ClickFix Campaigns Deploy Three New Loader Families
Cybersecurity researchers have identified multiple active ClickFix campaigns distributing three distinct malware loaders: BabaDeda Loader, Lorem Ipsum Loader, and Potemkin. These campaigns were reported independently by Morphisec, BlueVoyant, and Huntress. The BabaDeda Loader, first observed in April 2026, targets education and financial organizations. It uses ClickFix social engineering lures to trick users into running PowerShell commands that deliver the loader. This loader then drops information stealers and remote access trojans by combining techniques like hidden PowerShell, in-memory shellcode, DLL side-loading, and external payload storage. The loader profiles the host, avoids Russian and Belarusian systems, and performs security product checks before injecting the main payload into a trusted Windows process such as svchost.exe.

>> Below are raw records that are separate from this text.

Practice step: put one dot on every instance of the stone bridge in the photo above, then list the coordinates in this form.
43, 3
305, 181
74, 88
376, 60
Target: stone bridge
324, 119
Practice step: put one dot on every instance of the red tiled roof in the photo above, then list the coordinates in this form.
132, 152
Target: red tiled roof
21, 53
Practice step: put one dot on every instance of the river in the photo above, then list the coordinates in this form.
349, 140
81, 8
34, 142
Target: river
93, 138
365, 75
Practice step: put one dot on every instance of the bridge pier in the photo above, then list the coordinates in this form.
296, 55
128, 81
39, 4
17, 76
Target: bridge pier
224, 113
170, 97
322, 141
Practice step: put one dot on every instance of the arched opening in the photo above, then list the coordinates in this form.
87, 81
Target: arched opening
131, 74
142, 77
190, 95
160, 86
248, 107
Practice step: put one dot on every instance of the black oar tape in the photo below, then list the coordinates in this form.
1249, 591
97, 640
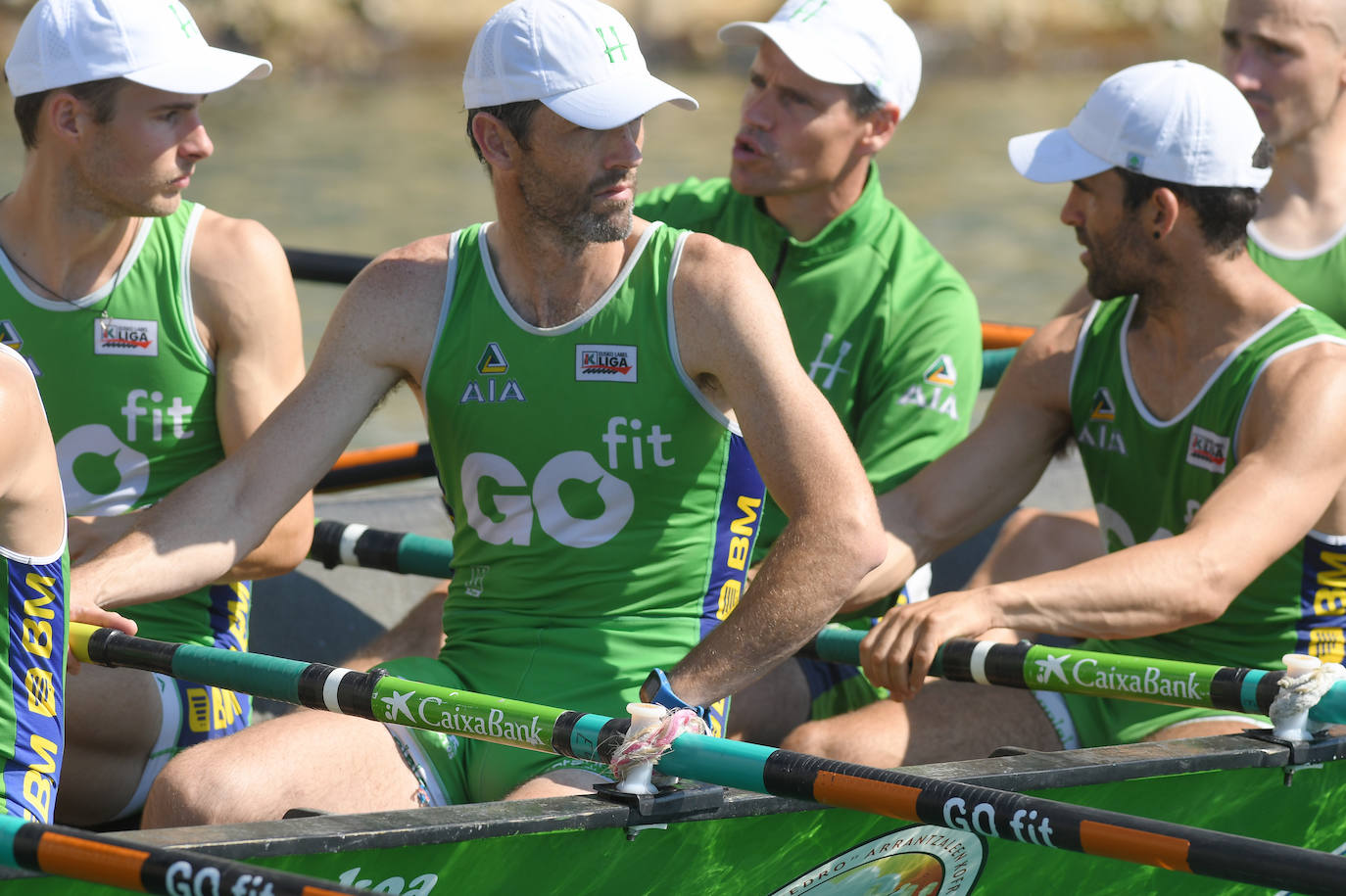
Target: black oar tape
1003, 664
374, 549
355, 693
1032, 820
111, 647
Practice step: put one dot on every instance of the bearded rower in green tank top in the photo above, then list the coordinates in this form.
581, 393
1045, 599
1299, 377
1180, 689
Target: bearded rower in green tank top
1132, 459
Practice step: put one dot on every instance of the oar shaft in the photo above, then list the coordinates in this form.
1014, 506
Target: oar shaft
760, 769
1080, 672
357, 545
79, 855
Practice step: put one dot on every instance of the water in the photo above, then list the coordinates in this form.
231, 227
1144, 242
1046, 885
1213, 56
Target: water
363, 167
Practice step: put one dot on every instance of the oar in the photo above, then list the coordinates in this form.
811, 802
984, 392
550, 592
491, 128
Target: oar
380, 466
402, 551
1082, 672
895, 794
65, 852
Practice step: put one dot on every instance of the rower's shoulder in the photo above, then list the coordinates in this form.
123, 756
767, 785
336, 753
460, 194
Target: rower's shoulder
410, 269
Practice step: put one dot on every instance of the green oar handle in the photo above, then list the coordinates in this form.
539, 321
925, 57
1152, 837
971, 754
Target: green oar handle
895, 794
1082, 672
65, 852
402, 551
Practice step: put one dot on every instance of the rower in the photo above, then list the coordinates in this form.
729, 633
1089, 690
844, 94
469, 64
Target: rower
34, 567
1205, 401
604, 498
161, 334
1288, 58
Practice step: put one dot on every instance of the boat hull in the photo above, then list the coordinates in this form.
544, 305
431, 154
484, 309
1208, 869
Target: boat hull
751, 844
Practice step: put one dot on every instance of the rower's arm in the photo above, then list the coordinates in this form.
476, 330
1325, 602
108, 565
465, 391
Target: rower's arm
176, 545
247, 303
734, 344
985, 475
1288, 479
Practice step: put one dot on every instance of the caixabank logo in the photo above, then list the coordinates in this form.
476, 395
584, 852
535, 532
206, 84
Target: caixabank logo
926, 860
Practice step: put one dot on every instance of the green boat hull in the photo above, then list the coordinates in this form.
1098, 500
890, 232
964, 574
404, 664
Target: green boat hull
737, 842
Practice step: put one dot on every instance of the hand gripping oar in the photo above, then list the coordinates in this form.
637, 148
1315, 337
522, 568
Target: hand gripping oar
403, 551
65, 852
1082, 672
946, 803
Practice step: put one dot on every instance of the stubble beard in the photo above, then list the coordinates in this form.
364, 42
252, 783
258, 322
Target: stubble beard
569, 214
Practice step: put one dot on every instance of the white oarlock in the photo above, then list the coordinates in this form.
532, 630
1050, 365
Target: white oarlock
1306, 680
637, 778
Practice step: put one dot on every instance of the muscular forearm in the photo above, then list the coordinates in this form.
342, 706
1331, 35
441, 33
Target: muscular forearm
284, 547
795, 590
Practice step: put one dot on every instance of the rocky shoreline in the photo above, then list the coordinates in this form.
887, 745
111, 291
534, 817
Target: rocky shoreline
385, 38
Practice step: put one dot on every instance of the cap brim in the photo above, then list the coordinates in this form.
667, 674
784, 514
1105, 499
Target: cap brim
205, 71
1053, 157
611, 104
798, 47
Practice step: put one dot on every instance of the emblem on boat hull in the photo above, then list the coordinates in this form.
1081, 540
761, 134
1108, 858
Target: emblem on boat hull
924, 859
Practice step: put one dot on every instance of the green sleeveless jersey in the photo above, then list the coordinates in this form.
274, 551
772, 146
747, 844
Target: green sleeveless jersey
1316, 276
604, 510
1150, 477
130, 400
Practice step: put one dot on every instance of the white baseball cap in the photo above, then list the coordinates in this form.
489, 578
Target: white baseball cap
1174, 119
578, 57
151, 42
842, 42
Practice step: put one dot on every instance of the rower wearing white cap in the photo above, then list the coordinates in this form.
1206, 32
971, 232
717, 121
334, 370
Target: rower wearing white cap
161, 335
882, 322
1205, 400
593, 384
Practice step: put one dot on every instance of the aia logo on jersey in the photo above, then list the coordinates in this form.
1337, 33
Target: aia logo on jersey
125, 337
490, 389
1208, 450
1100, 431
935, 392
1102, 406
604, 363
942, 373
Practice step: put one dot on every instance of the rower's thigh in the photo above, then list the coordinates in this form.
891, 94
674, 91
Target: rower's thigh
114, 717
306, 759
943, 722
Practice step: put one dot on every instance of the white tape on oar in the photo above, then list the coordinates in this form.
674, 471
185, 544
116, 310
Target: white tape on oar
978, 665
346, 547
330, 686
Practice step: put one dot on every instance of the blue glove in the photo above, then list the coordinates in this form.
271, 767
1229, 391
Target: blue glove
664, 695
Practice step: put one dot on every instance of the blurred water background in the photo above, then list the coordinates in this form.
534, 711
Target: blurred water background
356, 143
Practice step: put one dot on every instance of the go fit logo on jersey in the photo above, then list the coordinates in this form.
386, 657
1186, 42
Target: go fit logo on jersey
521, 503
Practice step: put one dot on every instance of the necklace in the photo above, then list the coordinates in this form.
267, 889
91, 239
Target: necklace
104, 317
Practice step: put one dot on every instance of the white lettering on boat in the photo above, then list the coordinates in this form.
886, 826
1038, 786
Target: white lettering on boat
421, 885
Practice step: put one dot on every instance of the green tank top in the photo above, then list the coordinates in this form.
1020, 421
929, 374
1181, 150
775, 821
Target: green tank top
593, 486
1150, 477
130, 400
1316, 276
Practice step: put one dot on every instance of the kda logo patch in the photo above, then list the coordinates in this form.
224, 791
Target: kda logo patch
1208, 450
604, 363
124, 337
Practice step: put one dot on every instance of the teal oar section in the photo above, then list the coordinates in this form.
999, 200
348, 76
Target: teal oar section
402, 551
989, 813
78, 855
1082, 672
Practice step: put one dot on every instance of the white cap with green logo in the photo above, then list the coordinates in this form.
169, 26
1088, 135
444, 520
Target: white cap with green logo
578, 57
842, 42
68, 42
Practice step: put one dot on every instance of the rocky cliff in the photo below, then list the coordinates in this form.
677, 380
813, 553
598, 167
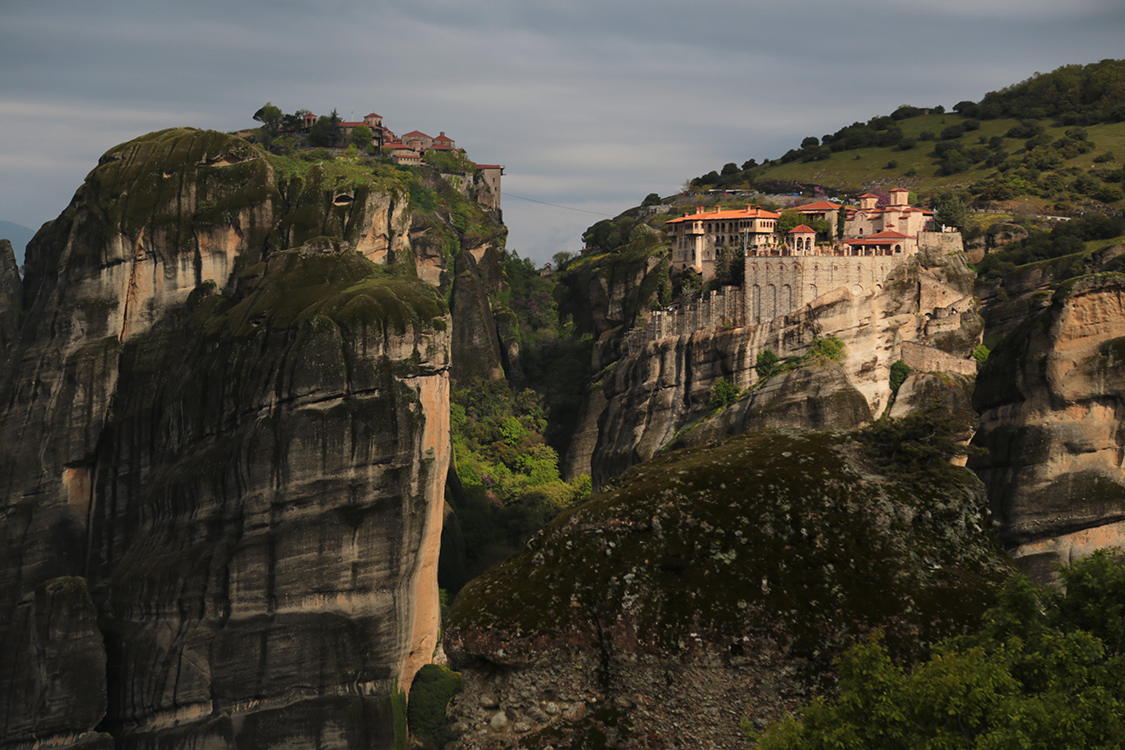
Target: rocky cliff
1052, 404
645, 400
225, 441
714, 585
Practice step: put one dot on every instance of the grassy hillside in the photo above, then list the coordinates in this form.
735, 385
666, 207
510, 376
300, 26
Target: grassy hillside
1053, 144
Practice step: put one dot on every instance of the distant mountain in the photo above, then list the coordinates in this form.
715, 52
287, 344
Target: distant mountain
1052, 144
18, 235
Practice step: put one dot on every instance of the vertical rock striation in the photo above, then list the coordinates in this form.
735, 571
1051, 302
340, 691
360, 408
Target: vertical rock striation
1052, 405
646, 400
234, 427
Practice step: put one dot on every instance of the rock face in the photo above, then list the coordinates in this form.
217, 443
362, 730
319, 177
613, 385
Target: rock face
233, 425
711, 585
1052, 405
653, 395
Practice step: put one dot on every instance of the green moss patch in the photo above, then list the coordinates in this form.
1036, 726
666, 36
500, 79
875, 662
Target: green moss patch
343, 287
777, 534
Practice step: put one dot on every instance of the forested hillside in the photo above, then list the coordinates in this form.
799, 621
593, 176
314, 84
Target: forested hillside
1054, 143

How the Lorem Ipsum and Potemkin Loaders Operate
The Lorem Ipsum Loader campaign uses at least five compromised WordPress sites as starting points. These sites span architecture, legal services, and construction technology. Attackers present fake Edge browser security update lures to run commands that download a ZIP file and an outdated Node.js version to execute JavaScript payloads. The JavaScript drops a batch script that sets up DLL side-loading persistence to decode the loader. The loader then retrieves a backdoor from attacker controlled profiles on social networking platforms. Separately, the Potemkin campaign installs an MSI package that drops the loader via an HTML Application payload. Potemkin uses a domain generation algorithm to find its command and control server and reflectively loads modules in memory. It supports components for lifecycle management, victim identification, and task polling, and uses a custom byte cipher to protect communications.
Impact and Scope
These ClickFix campaigns demonstrate an evolution in loader frameworks, becoming increasingly modular by separating delivery, storage, execution, and payload deployment into distinct components. The Lorem Ipsum ecosystem is attributed with high confidence to the financially motivated threat actor Vanilla Tempest, known for deploying ransomware families like Rhysida and BlackCat. In the Potemkin campaign, attackers have been observed engaging in hands on keyboard activity to configure Microsoft Defender exclusions, deploy reverse SOCKS tunnels, and spread laterally to domain controllers. ClickFix remains an effective technique across Windows and macOS, exploiting human tendency to follow authoritative instructions. Researchers note these attacks represent how adversaries rapidly adapt to alternative delivery models despite law enforcement disruptions.